CHEMDNER-patents CPD subtask sample text data (Version 27th March 2015)
------------------------------------------------------------------------

This directory contains the sample set text for the CHEMDNER-patents CPD subtask.

1) chemdner_patents_sample_200.txt : Sample set

This file contains plain-text, UTF8-encoded Patent abstracts in a 
tab-separated format with the following three columns:

1- Patent identifier
2- Title of the patent
3- Abstract of the patent

In total 200 abstracts are provided in this sample set (200 titles and 200 abstracts)

3: Patent Abstract


2) chemdner_cpd_gold_standard_sample.tsv

For the CPD (chemical passage detection, text classification task) we will distribute  manually classified patents (title and abstracts) into those that do mention chemical entities and those that do not. The CPD annotations will consists of tab-separated fields containing:

1- Article identifier *
2- Manual classification (1: does contain chemical entities/positive hits, 0: does not contain chemical entities/negative hits)
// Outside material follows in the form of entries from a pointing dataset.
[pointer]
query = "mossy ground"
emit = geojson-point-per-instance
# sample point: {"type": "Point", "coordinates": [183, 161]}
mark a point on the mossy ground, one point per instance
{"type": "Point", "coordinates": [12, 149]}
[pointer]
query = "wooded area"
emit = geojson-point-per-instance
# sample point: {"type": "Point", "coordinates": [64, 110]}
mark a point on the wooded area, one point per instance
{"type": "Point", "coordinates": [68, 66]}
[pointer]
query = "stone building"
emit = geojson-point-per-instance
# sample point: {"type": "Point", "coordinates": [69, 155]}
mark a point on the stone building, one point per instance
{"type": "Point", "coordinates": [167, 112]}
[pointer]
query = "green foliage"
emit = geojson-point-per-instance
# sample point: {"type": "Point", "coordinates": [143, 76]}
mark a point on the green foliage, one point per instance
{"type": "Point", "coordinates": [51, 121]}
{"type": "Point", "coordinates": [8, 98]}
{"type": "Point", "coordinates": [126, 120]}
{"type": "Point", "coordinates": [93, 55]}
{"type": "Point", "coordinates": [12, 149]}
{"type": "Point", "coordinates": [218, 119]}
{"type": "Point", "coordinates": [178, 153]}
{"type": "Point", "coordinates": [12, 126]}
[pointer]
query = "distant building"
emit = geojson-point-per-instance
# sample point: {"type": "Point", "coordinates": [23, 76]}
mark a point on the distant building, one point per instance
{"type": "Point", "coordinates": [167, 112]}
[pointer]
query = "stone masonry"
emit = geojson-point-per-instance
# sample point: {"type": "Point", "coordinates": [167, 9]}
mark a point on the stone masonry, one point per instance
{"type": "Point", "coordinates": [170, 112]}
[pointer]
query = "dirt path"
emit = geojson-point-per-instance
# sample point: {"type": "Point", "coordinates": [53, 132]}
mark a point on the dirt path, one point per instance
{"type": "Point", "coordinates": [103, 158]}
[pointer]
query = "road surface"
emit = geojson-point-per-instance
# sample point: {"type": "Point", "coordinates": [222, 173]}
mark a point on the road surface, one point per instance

* The article identifier in this case is composed by the patent identifier 
followed by a qualifier standing for text type separated by '_'. T: for 
title and A. for abstracts).

Note: For this task the participants have to classify each patent title and each patent abstracts 
whether they do mention chemicals (label 1) or they do not mention chemicals (label 0).

The evaluation will be done using the BioCreative Evaluation script available at:

http://www.biocreative.org/resources/biocreative-ii5/evaluation-library/

In this case the ACT - article classification format option will be used.